Monica and Tom & Zoe are waiting for me. Because of the staggered start, Monica doesn't know I've broken 4:30 until she my huge smile. As I stand around the drinks table rehydrating, Corallea Edwards, the women who I passed at 40k comes over and offers congratulations. I ask where she placed - 2nd female and the F40-49 age group record! Not sure how she missed being seeded into the first wave.
Monica has grabbed a table not far from the finish with snacks and drinks ready. Before I can sit Zoe (4) drags me off to show me semi-tame Water Skinks and Water Dragons she has discovered on a nearby rock face. Definitely my daughter. We relax and clap the runners in. After a while results for the top 100 or so runners are posted - I'm 37/591 overall and 7/175 in my age group. I'm really pleased with this - its a good field with some runners travelling a long distance to compete. A sub 4 hour marathon is an entry requirement.
The award ceremony starts immediately after the 7 hour cutoff. As this time approaches people cluster near the finish, many with cold beers in hand. Each successive runner is greeted with louder cheers. Inside the last minute two runners appear high on the switchbacks. Everyone shouts encouragement up to them, they pick up speed and make it with 15 seconds to spare. 535 of 591 runners finish before the cutoff.

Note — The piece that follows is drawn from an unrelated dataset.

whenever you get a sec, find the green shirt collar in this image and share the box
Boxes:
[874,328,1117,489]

The winners were Paul Arthur (3:32) and Dawn Tiller (4:23). Paul was clearly an extrovert and gave a nice little speech. Dawn seemed shy and refused to speak but she's won 5 times previously so maybe she's said it all before and maybe she had to chase one of her three young children. Her husband was somewhat occupied because he is the race director. The second place male was Trevor Jacob in 3:42 a M50-59 age group record which is somewhat humbling if you are 10 years younger than him and much slower. I chat to him later, a really nice bloke.
We took the kids for a leisurely bush walk in the late afternoon and the day finishes with a large dinner in the Caves House restaurant accompanied by the odd James Squires Pilsener.
I didn't get to meet Phil Murphy but apparently he ran a PB. Hopefully he'll post an race report too.
I was unhappy with first go at the Six Foot Track but breaking 4:30 hasn't brought closure. I reckon more appropriate training could knock some minutes off my time. I may have another serious go next year. If you were thinking of coming to Australia for a race, I reckon this is the one.